Abstract
DNA transfer from chloroplasts and mitochondria to the nucleus is ongoing in eukaryotes but the mechanisms involved are poorly understood. Mitochondrial DNA was observed to integrate into the nuclear genome through DNA double-strand break repair in Nicotiana tabacum. Here, 14 nuclear insertions of chloroplast DNA (nupts) that are unique to Oryza sativa subsp. indica were identified. Comparisons with the preinsertion nuclear loci identified in the related subspecies, O. sativa subsp. japonica, which lacked these nupts, indicated that chloroplast DNA had integrated by nonhomologous end joining. Analyzing public DNase-seq data revealed that nupts were significantly more frequent in open chromatin regions of the nucleus. This preference was tested further in the chimpanzee genome by comparing nuclear loci containing integrants of mitochondrial DNA (numts) with their corresponding numt-lacking preinsertion sites in the human genome. Mitochondrial DNAs also tended to insert more frequently into regions of open chromatin revealed by human DNase-seq and Formaldehyde-Assisted Isolation of Regulatory Elements-seq databases.

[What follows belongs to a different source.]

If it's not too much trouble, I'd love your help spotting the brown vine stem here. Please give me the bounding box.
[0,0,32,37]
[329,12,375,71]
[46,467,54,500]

Keywords: endosymbiotic gene transfer, chloroplast, mitochondrion, double-strand break repair, open chromatin
Introduction
Endosymbiont DNAs have constantly bombarded the nucleus since the appearance of eukaryotes, and it is usual for nuclear genomes to contain multiple chromosomal integrants derived from cytoplasmic organellar genomes (Timmis et al. 2004). This process of DNA escape and integration has resulted in massive functional relocation to the nucleus of genes that once belonged to the prokaryotic ancestors of mitochondria and chloroplasts. Simple DNA transposition and functional gene relocation from the extant organellar genomes have both been demonstrated experimentally (Thorsness and Fox 1990; Huang et al. 2003; Stegemann et al. 2003) and found to occur at previously unexpectedly high frequencies. However, the mechanisms responsible for organellar DNA escape and incorporation into the nuclear genome have not been extensively investigated and relatively little is known about how relocated genes become functional.
DNA double-strand break (DSB) repair sometimes results in the integration of mitochondrial DNA into the nuclear genome in yeast (Ricchetti et al. 1999) and tobacco (Wang et al. 2012a), and chloroplast DNA incorporation is also implicated during repair of DSBs by nonhomologous end joining (NHEJ) (Lloyd and Timmis 2011). Bioinformatic analysis also suggests that NHEJ is involved in the formation of nuclear integrants of mitochondrial DNAs (numts) in primate genomes (Hazkani-Covo and Covo 2008).
Moreover, recent human numts were shown to insert preferentially into genes, especially into introns (Ricchetti et al. 2004) that are often flanked by regions of open chromatin (Tsuji et al. 2012). However, whether this is a general rule, and whether it applies to the plastid counterparts of numts (nuclear integrants of plastid DNAs [nupts]), has not been investigated. A recent study in tobacco showed that mild heat stress increases DNA transfer from chloroplast-to-nucleus (Wang et al. 2012a) suggesting the possibility that heterochromatin relaxation that is associated with heat stress (Pecinka et al. 2010) may be responsible. We have investigated the hypothesis that cytoplasmic organelle DNA tends to integrate preferentially into DNA in open chromatin regions by comparing nuclear organelle DNAs (norg) maps with chromatin status as revealed by DNase I hypersensitivity (DH) sites or Formaldehyde-Assisted Isolation of Regulatory Elements (FAIRE) (Boyle et al. 2008; Song et al. 2011).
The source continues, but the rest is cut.